La quarta e la quinta sono gemelle, le gemelle Drinkwater. Quentyn non
riesce mai a distinguerle, ma in fondo non è così
importante. Nemmeno loro sembrano avere gran voglia d'essere distinte.
Hanno il sorriso della giovinezza sulle labbra e il vigore ebbro di
ballare fino a schiantarsi per terra. In un'altra era, quando durante
le sue visite Doran Martell sorrideva ancora, Quentyn ne
baciò una. Era
il suo primo bacio. Sapeva di quelle bacche selvatiche, non
identificate, che i bambini raccolgono nei giardini vicino a casa.
Sapeva di strano e di bagnato, ma aveva fatto sentire Quentyn
più principe di quanto non fosse riuscito suo padre in una
vita.
Poi la gemella l'aveva fissato per qualche istante, era scoppiata a
ridere -evidentemente per via della sua espressione sgomenta- ed era
scappata a cercare l'altra per raccontarglielo. Cletus le ha
un giorno proposte a Quentyn come concubine, amanti da portarsi
appresso e da consumare il giorno in cui il talamo nuziale gli fosse
venuto a noia. Per un secondo, Quentyn le ha immaginate, i corpi
fiorenti e così tremendamente simili accostati sulle
lenzuola
bianche, i capelli sparsi sulla federa del cuscino. Lui è
troppo
timido per accettare simili proposte. E poi, l'idea non gli piace.
Sarebbe come rovinare qualcosa -deturpare l'illustrazione a pastello
d'un libro di fiabe. Sarebbe come dissacrare un altare.
Perchè un giorno anche le gemelle saranno come Ynys, donne
avvizzite ed esasperate da ogni labile traccia di giovinezza. A Quentyn
va
bene così. Non sarà lì a guardarle,
quella volta. Tutto è più chiaro, adesso.
La sesta donna della sua vita, anche se Quentyn l'ha appreso da poco,
è Daenerys Targaryen. La regina armata di Immacolati, draghi
e una lunga treccia di capelli d'argento. La moglie che gli
offrirà la gloria in dote. La donna per cui
abbandonerà tutto
questo, l'angoscia, l'indifferenza, la perdita, la rinuncia. La donna
per cui abbandonerà Gwyneth. La settima, pensa, davanti a me.
-Un giorno me lo dirai, a cosa pensi?- È solo una ragazzina.
Corti capelli castani, che le sfiorano a malapena le spalle, e un tondo
viso ancora infantile. Quentyn si chiede per quale motivo le stia dando
retta. Comunque, non ha più alcuna importanza.
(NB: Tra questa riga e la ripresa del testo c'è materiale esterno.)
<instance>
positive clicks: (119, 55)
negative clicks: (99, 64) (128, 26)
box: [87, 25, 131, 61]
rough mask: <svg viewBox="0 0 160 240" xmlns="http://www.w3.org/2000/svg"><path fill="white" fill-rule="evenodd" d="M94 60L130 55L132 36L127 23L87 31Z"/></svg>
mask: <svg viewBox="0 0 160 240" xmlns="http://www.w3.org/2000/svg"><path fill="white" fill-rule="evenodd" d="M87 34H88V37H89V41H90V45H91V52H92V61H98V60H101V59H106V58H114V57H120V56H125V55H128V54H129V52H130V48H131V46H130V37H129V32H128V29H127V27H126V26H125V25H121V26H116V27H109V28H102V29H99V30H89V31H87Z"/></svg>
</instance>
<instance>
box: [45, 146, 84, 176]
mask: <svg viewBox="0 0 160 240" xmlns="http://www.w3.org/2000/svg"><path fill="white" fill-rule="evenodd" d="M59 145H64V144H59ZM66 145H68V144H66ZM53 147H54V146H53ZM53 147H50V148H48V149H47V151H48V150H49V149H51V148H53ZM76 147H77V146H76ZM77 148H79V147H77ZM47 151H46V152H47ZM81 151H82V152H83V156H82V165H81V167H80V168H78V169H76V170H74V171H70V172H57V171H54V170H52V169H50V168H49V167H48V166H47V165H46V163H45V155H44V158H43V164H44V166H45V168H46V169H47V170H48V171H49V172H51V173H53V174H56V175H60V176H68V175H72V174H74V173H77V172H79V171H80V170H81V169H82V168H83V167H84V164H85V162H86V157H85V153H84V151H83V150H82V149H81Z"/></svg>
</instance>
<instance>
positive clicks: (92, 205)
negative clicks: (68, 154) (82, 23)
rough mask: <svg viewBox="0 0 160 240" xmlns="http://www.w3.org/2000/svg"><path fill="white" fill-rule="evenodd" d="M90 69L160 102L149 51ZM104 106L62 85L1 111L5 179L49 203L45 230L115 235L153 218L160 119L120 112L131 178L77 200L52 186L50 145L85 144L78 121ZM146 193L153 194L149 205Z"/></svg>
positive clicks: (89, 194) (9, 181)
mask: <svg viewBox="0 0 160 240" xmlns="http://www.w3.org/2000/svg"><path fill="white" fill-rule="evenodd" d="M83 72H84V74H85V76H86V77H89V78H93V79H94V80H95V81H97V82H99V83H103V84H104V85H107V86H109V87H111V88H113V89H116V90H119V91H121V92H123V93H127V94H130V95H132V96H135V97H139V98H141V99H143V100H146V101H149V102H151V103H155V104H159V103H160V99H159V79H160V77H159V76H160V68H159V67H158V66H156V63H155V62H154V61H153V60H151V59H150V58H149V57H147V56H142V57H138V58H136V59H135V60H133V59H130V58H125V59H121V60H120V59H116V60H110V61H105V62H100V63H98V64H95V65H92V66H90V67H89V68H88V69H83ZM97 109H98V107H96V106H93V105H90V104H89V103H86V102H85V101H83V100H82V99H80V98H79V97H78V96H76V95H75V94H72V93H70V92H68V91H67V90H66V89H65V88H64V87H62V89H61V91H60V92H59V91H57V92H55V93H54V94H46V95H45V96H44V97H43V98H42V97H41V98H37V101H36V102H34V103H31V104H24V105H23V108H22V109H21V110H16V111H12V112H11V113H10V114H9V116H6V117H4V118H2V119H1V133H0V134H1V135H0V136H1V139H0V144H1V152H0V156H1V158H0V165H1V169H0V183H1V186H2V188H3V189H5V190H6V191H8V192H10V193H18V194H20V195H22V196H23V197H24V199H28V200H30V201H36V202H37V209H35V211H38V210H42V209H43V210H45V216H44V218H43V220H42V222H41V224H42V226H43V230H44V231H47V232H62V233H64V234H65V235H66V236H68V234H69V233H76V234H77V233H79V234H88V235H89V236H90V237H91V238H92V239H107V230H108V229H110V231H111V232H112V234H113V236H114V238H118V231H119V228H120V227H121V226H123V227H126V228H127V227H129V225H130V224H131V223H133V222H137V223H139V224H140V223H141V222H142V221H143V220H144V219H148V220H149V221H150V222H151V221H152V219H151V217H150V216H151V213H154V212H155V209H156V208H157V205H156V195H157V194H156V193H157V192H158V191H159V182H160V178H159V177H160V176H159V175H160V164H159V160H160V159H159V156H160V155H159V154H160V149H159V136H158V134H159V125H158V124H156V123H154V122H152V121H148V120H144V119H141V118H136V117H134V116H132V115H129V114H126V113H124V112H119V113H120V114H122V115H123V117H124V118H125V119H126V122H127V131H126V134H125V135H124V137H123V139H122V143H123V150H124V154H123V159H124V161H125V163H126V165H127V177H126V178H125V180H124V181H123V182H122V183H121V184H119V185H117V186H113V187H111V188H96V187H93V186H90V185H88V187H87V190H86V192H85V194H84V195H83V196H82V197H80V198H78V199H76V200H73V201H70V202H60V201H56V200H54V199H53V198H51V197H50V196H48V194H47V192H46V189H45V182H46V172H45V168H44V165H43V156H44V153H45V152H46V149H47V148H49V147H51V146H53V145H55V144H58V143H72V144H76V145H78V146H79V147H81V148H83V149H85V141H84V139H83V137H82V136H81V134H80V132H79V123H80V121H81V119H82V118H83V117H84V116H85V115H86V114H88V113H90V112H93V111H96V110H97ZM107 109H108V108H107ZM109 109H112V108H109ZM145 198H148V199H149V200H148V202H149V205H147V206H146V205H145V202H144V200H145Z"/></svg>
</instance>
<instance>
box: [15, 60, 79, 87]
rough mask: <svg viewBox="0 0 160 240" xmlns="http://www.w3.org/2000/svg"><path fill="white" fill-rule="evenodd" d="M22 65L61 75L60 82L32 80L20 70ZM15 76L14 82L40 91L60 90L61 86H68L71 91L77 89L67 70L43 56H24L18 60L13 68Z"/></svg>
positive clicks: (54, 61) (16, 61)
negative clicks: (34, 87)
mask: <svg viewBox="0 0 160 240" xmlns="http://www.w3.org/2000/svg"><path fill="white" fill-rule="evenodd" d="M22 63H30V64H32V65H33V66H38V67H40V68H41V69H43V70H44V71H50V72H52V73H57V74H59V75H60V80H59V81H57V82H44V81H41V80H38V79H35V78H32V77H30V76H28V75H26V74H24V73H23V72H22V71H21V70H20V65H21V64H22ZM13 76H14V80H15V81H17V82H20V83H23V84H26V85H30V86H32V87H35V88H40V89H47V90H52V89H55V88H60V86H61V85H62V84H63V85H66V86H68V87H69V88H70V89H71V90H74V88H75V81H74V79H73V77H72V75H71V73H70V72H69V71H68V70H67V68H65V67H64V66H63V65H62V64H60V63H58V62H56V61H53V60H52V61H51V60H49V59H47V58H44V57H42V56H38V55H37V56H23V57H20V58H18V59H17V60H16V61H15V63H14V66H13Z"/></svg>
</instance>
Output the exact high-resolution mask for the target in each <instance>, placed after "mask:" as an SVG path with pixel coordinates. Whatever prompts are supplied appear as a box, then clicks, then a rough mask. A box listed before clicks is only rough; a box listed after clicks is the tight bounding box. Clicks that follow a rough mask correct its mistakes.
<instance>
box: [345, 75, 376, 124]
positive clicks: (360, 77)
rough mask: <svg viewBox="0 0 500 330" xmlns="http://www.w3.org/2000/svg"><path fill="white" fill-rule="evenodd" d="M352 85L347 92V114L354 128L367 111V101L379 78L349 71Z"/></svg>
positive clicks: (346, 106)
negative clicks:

Dopotutto,
chi non abbandonerebbe qualsiasi
cosa per la mano di Daenerys? Chi non scambierebbe la
piccola, umile Gwyneth per l'ultima dei Targaryen?
-Non ci sarà un
giorno.- obietta Quentyn, aggrottando la fronte.
-Sposerò un'altra.-
Stringe fra le dita la lettera di suo padre. Convocato ai Giardini
dell'Acqua, prima della
partenza per andare a cercare Daenerys. Per i Martell, per
i Targaryen, per il regno, per la famiglia. Per Quentyn, forse? No,
questo non l'ha letto. Per
Dorne. Lui non è affatto Quentyn. Lui
è Dorne, adesso.
Lui dev'essere Dorne,
adesso -che è diverso. Doran l'ha voluto -Doran
l'ha ordinato-
che Quentyn ci creda o meno. E nel momento in cui lui diventa Dorne,
non può permettersi di cadere.
Attento,
Quentyn. Non
equivocare un tuo dovere per un tuo desiderio. Potresti rimanere deluso
dal risultato. Più che altro, non ti conviene. I doveri si assolvono
sempre, i desideri non si realizzano mai. Ma questo Doran
Martell non l'ha scritto.
Gwyneth tace. Le piacerebbe dirgli che si sbaglia. Le piacerebbe
accarezzare con le dita quella bella maschera di bronzo
che le nasconde ciò che di più prezioso
può immaginare. Se
ne avesse il
potere, non la manderebbe in pezzi: si limiterebbe a
scostarla un
attimo, giusto per intravvedere il nucleo pulsante, vivifico di quel
fuoco nero -la
soluzione dell'enigma- e poi la rimetterebbe al suo posto
-sapendo che quella è
una porta sempre aperta per lei. La chiave rende la serratura
inoffensiva. Se solo ne
avesse il potere.
Quentyn non sposerà un'altra. Lei se lo sente.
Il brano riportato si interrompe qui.